Wil en waarheid
5 maart 2025 – Zoekt en gij zult vinden, klop en er wordt open gedaan. Stiekem hoor ik ook een sinterklaas liedje. Maar dit boek bevat geen sprookjes of gebakken lucht. Het is een verslag van een zoektocht. Deze zoektocht begon in het najaar van 1930 op kasteel Rothenfels. Jongeren gingen 3 dagen aan de slag met geestelijke oefeningen gecombineerd met gymnastische oefeningen, gebed, meditatie, stilte en adem oefeningen. Dit alles gecombineerd met de heilige Mis. Verder zijn er praktische oefeningen zoals spreken en zingen. Ik citeer: ‘… goed spreken en zingen raakt de wortels van de mens; zal hem dus in levende beweging brengen, open en ontvankelijk maken….’
Het is alweer even geleden dat deze parel op de plank ‘nog te lezen’ belande. Niet dat het lezen van dit boek ruimte geeft op deze plank. Maar ok. Dit boek gaat over een groep katholieken die opzoek gaat naar God. Door alles te combineren en de focus te leggen op doen. Allereerst, zo bevat deze uitgeschreven versie van het gesproken woord, we willen leren stil te worden. Wauw. ‘Zwijgen betekent niet de afwezigheid van spreken, maar het levende complement van spreken; de act van de stilte, de houding die luistert, waarin de diepte opengaat en de krachten zich concentreren… We kunnen onze mond stilhouden en daarachter praatziek zijn; we kunnen afzien van het hoorbare woord tot de ander, maar ons innerlijk met hem onderhouden; de gedachten kunnen zwijgen en het hart vol lawaai zijn. Waar het op aankomt, is dat de stilte dieper wordt; dat ons wezen zich steeds dieper vrij maakt in de rust.’
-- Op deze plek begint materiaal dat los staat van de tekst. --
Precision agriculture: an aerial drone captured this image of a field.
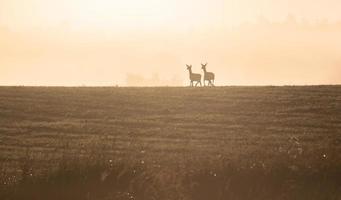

Eerlijk is eerlijk, de brownie is allang op en ik zit hier gewoon stukken over te typen die in dit boek staan. Maar wat een prachtige verwoording van deze ontdekkingsreis. Ik krijg spontaan een voorjaarsgevoel van zinnen als ‘de dag is volgestopt en daardoor wordt hij leeg’, ‘….. het afschuwelijke tegenbeeld van de eeuwigheid, … namelijk de verstarring’ en ‘de adem nu vormt een tussenschakel tussen gedachten en werkelijkheid; een middel van realisering’.
‘Wat is er zachter, stiller dan de groei? De boom maakt geen lawaai. Onhoorbaar veranderen de stoffen uit de donkere aarde in sap, vorm en vrucht. Geluidloos gebeurt het bloeien en rijpen – en wat zouden wij met al onze bedrijvigheid en al het gedaver van acties en organisaties zijn, als de kracht van de groei verdween? God is de levende. Hij nadert, raakt aan en schijnt weg te gaan. Maar daarbinnen is iets ontwaakt. God laat een kiem vallen in het levende; nu begint de groei en zoekt zijn weg.’
Wauw. Voorjaar staat voor de deur en ik doe open.